The boxes of photos I brought home from Dad’s basement are in such a random, jumbled disorder. As I sort through them I find sepia toned photos of Dad’s childhood next to black and white photos of my early years and colored pictures and Polaroid’s of my own children.
I feel a little like an archeologist, as I sift through handfuls of pictures, wondering what I will discover next. I slip the special treasures into a photo album, as I sort others into piles.
Today marks three years since my mama passed. This will be my fourth Christmas without her, and my second without Daddy. I miss them every day. But I’m not crying as often. I’m getting stronger, but life will never be the same.
I look at the old family photos, where Mom is happy and healthy and cooking up feasts for holidays and birthdays… I see the pictures of her loving her babies and then her grandchildren. I see the joy in her face. I see Daddy young and strong, carving pumpkins with us and taking us on bike rides.
I see photos of Christmases past, when Mom and Dad were young grandparents, and my brothers and all our children were squeezed into the living room of our childhood, in a joyful chaos of togetherness. Discarded wrapping paper was heaped into a pile that Dad would dive into and the little ones would “find” him.
Then we’d have paper fights with the wads of wrapping paper and eat the big meal Mom had prepared and nibble on Christmas cookies all day while we played games or sang songs or snuck away for a nap.
I was so incredibly rich in people then. I had everyone I deeply loved together in one place.
Life isn’t the same without Mom and Dad. But they left me an example to follow. They lost their parents and grieved and mourned them. But they kept celebrating with those of us that were still with them.
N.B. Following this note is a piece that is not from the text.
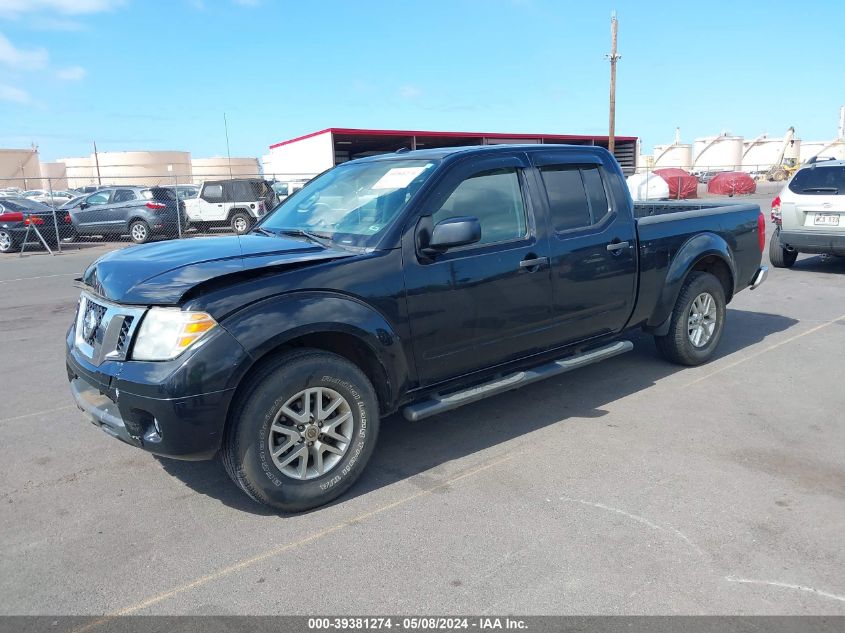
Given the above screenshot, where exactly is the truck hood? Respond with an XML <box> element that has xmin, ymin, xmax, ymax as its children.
<box><xmin>80</xmin><ymin>234</ymin><xmax>355</xmax><ymax>305</ymax></box>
They showed us that life goes on. And missing people we love becomes part of life. There are shadows that linger. And tears fill our eyes when we don’t expect them. But we can still bake cookies and wrap gifts for those we love. We can still sing songs with joy and throw wads of wrapping paper with laughter.
We can still meditate on what Christmas really means now and for eternity. We can know, that because of the saving grace of Jesus, all who trust in Him will be together again. Strong and healthy and able and beautiful once more.
Life isn’t the same without Mom and Dad. But we can keep loving the people here with us still. I can hug my own children and grandchildren, and nephews and nieces, and know that I’m hugging the legacy Mom and Dad left behind.
We can keep sharing big meals and celebrating life and taking pictures. And someday maybe our children will be sorting through piles of photos and remembering us and realizing how very blessed and loved they were.
Which makes me think, I should probably print some actual pictures and not just leave them on my phone.